Another excavation zone abounded with smithereens. They laid it out in lots five square meters each and dug up the ground carefully. Archeologists discovered houses with well-preserved clay walls. Inside there were ancient things covered with a thick layer of ashes. It made scientists’ work daunting – it is hard to find burnt debris in floor rifts, on uneven surfaces and in pits.
Soon the source of these abundant ashes was discovered. In a room they unearthed remains of four-five slabs made of clay bricks; they got half-scorched when a furnace was stoked. Around slabs there were remnants of barley, wheat, oat and also animal bones. Thus, slabs could be used to bake bread, brewing, cooking meat and other food.
The ceramics found there astonished scientists with its diversity: big pots for cooking usual food, small vessels and fine vessels which walls are as thick as an ostrich egg shell. In houses they also found statuettes with big eyes; perhaps they were gods of the mid-4th millennium B.C.
But the fullest picture of the society of that time was offered by 15 stamps in the form of thoroughly-carved animals. All they were found in one pit, supposedly in a grave. There they also found a large number of beads of bones, delft, stone and shell, some of which were so small that scientists assumed that they were not necklaces, but they were entwined or sewn in clothes.
Stamps are carved of stone in the form of animals. One of the largest and most beautiful ones is made in the form of a leopard whose spots are made with small needles set in drilled holes. Archeologists also found a stamp that is no less beautiful than the one with a leopard. This stamp is made in the form of a horned beast, but unfortunately, horns are broken. Big stamps are much more diverse, but they are less in number than small ones mostly made in the form of a lion, a goat, a bear, a dog, a hare, a fish and a bird. Bigger and more skillful stamps might belong to influential or rich people, while small stamps might be used by other people to label private property.

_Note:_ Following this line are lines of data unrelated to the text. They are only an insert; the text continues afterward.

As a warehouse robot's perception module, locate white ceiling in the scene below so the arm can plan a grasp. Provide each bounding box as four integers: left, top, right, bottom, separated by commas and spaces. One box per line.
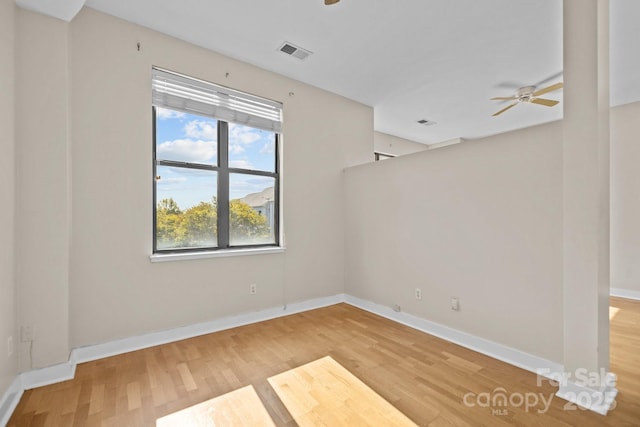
17, 0, 640, 144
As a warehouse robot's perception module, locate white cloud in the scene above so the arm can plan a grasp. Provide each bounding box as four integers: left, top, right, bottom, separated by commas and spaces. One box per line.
156, 139, 217, 163
184, 120, 218, 141
156, 107, 186, 120
229, 159, 253, 169
158, 176, 187, 185
260, 141, 276, 154
229, 144, 245, 154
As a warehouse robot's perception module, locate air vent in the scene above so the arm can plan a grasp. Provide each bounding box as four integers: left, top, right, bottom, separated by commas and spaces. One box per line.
278, 42, 312, 61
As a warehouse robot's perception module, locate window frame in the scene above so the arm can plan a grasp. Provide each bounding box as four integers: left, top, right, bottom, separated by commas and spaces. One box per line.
152, 107, 281, 261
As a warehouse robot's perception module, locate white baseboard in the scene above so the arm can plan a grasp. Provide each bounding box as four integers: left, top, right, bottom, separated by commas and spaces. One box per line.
0, 294, 345, 426
0, 375, 24, 426
609, 288, 640, 301
0, 294, 563, 425
556, 381, 618, 415
345, 295, 563, 377
71, 294, 344, 364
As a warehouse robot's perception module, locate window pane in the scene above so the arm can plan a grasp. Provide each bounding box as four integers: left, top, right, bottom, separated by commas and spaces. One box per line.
229, 173, 277, 246
156, 166, 218, 250
229, 123, 276, 172
156, 107, 218, 166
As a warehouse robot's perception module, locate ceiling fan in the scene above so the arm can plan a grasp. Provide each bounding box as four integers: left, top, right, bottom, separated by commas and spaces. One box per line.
491, 82, 563, 117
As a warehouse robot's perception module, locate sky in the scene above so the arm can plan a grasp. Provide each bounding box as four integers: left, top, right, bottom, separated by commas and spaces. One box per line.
156, 107, 275, 210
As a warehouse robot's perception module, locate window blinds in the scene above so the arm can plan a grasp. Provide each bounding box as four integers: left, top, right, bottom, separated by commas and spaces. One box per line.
152, 68, 282, 132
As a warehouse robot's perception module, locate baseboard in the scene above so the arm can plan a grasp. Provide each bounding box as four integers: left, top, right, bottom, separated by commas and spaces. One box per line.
556, 381, 618, 415
0, 375, 24, 426
345, 295, 564, 378
609, 288, 640, 301
0, 294, 563, 425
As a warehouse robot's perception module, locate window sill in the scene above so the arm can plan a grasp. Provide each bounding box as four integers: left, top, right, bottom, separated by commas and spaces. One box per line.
149, 246, 285, 262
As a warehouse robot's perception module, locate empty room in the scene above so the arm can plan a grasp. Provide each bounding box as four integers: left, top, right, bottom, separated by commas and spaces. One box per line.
0, 0, 640, 427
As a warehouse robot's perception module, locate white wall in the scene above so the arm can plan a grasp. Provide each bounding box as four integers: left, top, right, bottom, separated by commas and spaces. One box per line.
0, 0, 17, 398
373, 132, 429, 156
69, 8, 373, 347
345, 122, 563, 363
16, 9, 71, 370
611, 103, 640, 292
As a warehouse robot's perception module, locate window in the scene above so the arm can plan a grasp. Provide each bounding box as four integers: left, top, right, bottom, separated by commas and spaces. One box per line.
152, 68, 282, 253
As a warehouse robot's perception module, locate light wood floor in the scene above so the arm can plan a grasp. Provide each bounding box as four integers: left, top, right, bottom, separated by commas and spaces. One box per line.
8, 298, 640, 427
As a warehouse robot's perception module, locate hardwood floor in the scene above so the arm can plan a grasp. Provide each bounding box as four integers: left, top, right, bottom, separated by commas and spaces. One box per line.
8, 298, 640, 427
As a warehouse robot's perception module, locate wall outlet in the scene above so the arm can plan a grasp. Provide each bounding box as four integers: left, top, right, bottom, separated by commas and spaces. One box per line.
20, 325, 36, 342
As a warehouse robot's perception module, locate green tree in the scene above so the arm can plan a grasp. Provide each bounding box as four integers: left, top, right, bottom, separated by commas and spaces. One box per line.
181, 201, 218, 247
156, 197, 270, 249
229, 199, 269, 243
156, 199, 183, 249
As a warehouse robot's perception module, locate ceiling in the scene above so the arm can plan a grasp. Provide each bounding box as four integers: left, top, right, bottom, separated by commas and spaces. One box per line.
16, 0, 640, 144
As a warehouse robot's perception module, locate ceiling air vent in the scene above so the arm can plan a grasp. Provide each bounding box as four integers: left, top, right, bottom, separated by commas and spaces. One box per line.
278, 42, 312, 61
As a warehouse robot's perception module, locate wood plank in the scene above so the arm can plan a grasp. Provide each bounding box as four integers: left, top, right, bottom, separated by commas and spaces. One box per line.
268, 356, 416, 427
8, 298, 640, 427
156, 386, 275, 427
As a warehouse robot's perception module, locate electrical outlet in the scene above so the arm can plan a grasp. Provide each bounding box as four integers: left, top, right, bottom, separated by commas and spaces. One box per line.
20, 325, 36, 342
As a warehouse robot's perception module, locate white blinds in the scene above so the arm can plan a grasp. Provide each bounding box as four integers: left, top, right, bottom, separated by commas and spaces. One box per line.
152, 68, 282, 132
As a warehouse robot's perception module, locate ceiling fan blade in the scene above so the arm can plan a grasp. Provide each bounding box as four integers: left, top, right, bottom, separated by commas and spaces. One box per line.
530, 98, 560, 107
532, 82, 564, 96
533, 70, 563, 87
491, 102, 518, 117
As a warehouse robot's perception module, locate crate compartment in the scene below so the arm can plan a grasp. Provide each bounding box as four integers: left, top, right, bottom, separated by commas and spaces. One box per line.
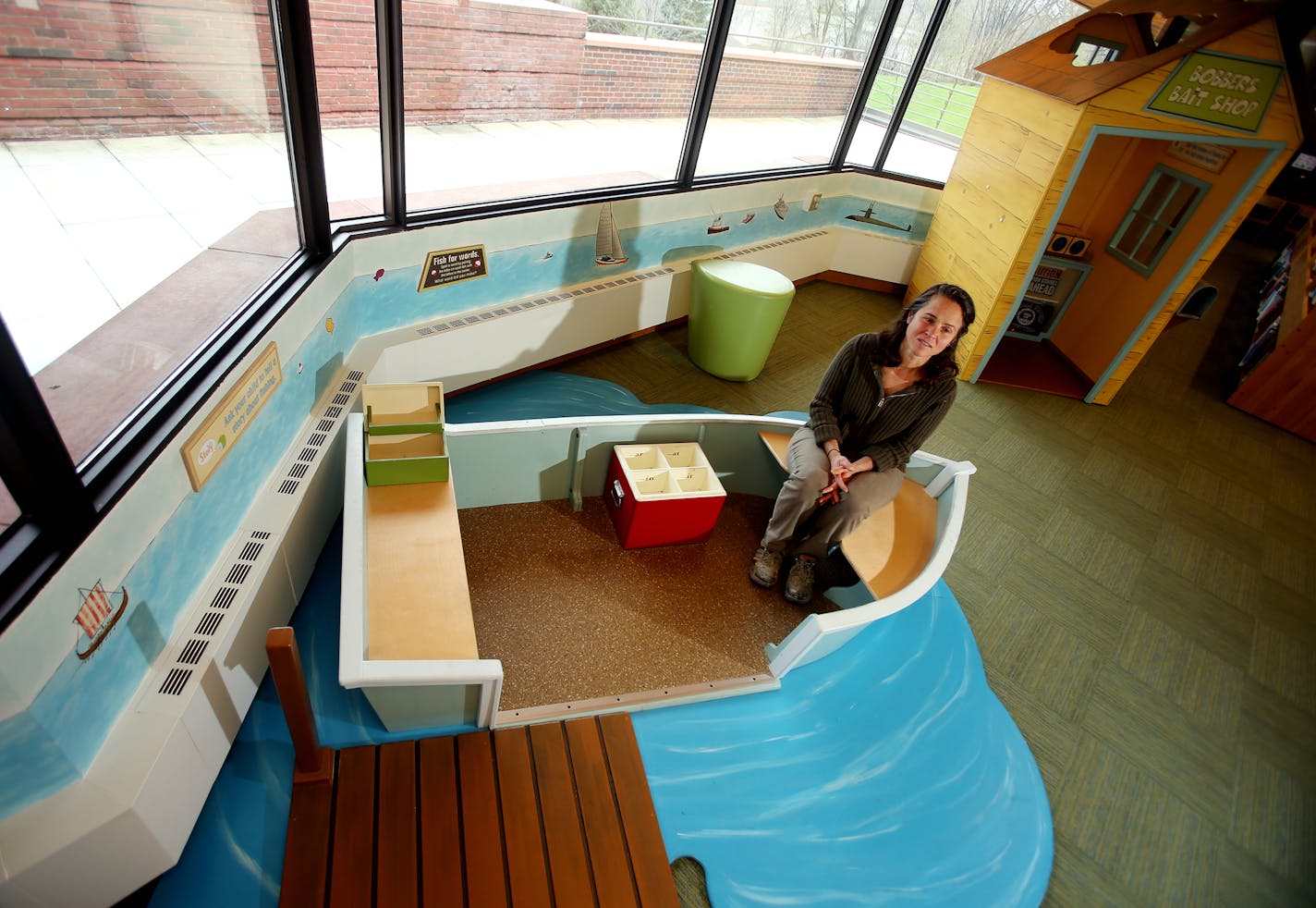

In a small pit two meters deep in the north-eastern part of the excavation site archeologists discovered a wall dating back to the 7th century A.D. and a meter lower a building corner fastened by a strut with two niches. The strut was set at the door that leads east. The door post, the strut, niches and the southern wall were covered with lime. As a rule, such struts were not set in private houses, but in temples. Ceramic debris found at the temple dated back to the 3rd millennium, that is the Akkadian period, when governors of Akkad (a state in Southern Mesopotamia) started an expansion on what is today Syria. Since it was the critical period in the Mesopotamian history, the place connecting so many epochs becomes the major aim of an expedition in the next season.
Earlier historians supposed that Syrian and Turkish states started their active development only after the contact with Uruk, an ancient state in Southern Iraq. But excavations of Hamoukar proved that highly-developed societies emerged not only in the valley of the Tigris and the Euphrates, but in other areas at the same time. Some researchers even think that the civilization arose originally in Syria. The find has actually changed the traditional idea of the appearance of cities and the civilization on Earth, making scientists to consider its birth and development at a much earlier period of time.
Previously it was believed that the civilization arose in the Uruk period (ca. 4,000 B.C.), but now there is evidence of its existence in the Ubaid period (ca. 4,500 BC). It means that the first states came into being before the appearance of a written language and other phenomena that were thought to be criteria of the civilization birth. Vital ties were formed between various peoples; they exchanged experience. The civilization was developing by leaps and bounds.
Excavations of Hamoukar promise more discoveries, for it is the only place where layers of 4,000 B.C. lie at a depth of two meters from the earth surface or even higher.